僕を……
十月のある日僕は彼女とホームセンターで文化祭で必要になる道具を一緒に買い出しに行くことになった。
***
中学の頃から好きな女の子。
一緒の高校に入りたくて彼女の友人に頼み込んで志望校を教えてもらい、その高校に入れるよう努力した。
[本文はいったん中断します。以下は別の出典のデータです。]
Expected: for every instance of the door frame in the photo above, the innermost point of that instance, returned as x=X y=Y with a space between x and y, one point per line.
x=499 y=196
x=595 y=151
同じ高校に入れたのはいいが一年目はクラスが別々で散々だった。
特に親しかった訳でもない。
彼女が僕のことを知っているかどうかも分からず。
時たま彼女の友人に情報を貰っていた。
そして、二年目。
彼女と同じクラス。
飛び跳ねるほど嬉しかった。
まずは友達になろうと彼女と同じ委員会に入った。
委員会の仕事以外の会話もするようになった。
彼女の友人からは「必死だねぇ」と笑われたが、「好きな子のためだから」と答えたら微妙な顔をしながら頷いてくれた。
そして文化祭の買い出し。
彼女の友人が唐突に言い出したことには驚いたがとても嬉しかった。
彼女が真っ赤になって彼女の友人にいじられてるのはとても可愛かった。
その前日はなかなか寝付けなくて。
少し寝坊をしてしまったが、家からホームセンターまでは電車で二十分ほど。
時計の針がさしているのは十三時十五分。ギリギリだ。
急がきゃ。
***
運命は時に残酷だ。
***
意識が戻った時、身体中が痛かった。
事故にあった、と思い出すまで時間がかかった。
約束はどうなったの?
彼女は?
言葉を上手く紡げない。
力が入らない。
全ての言葉がモゴモゴという力のない言葉になってしまう。
約束があるんだ。
彼女はきっと待ってる。
体が動かない。
なんとなく、わかった。
自分はここで死ぬのだろうと。
でも、
彼女に、
1度だけ伝えたい言葉があったんだ。
そう思った時、彼女が真っ青になりながら病室に駆け込んできた。
心配してくれたんだろうなぁ。
ねぇ、
自惚れてもいいのかな。
あの時教室で顔を赤くしながら彼女の友人に何かを言っていたのは、
今、真っ青になって僕を心配しているのは、
僕が好きだから?
なんて。
そんなわけないのに。
ありえないことを考えて、笑みを溢す。
違ってもいいんだ。
でも、
これだけ言わせてもらえる?
「白井 勿さん、」
「僕は君のことが」
「とても好きだよ」
その言葉全てが理解できないもごもごと言う音に変わるのがわかる。
「運命って残酷だね」
あぁ、
瞼が落ちていく。
いやだなぁ。
そう思う反面。
これで彼女に忘れられない
そう思って喜ぶ自分がいる。
サイテーだよね。
でも、本心だから。
だから、さ
「ぼくのことをわすれないで」
あぁ、
どうか、
どうか、この言葉が、
彼女に呪いとなって刻みつけられますように──……。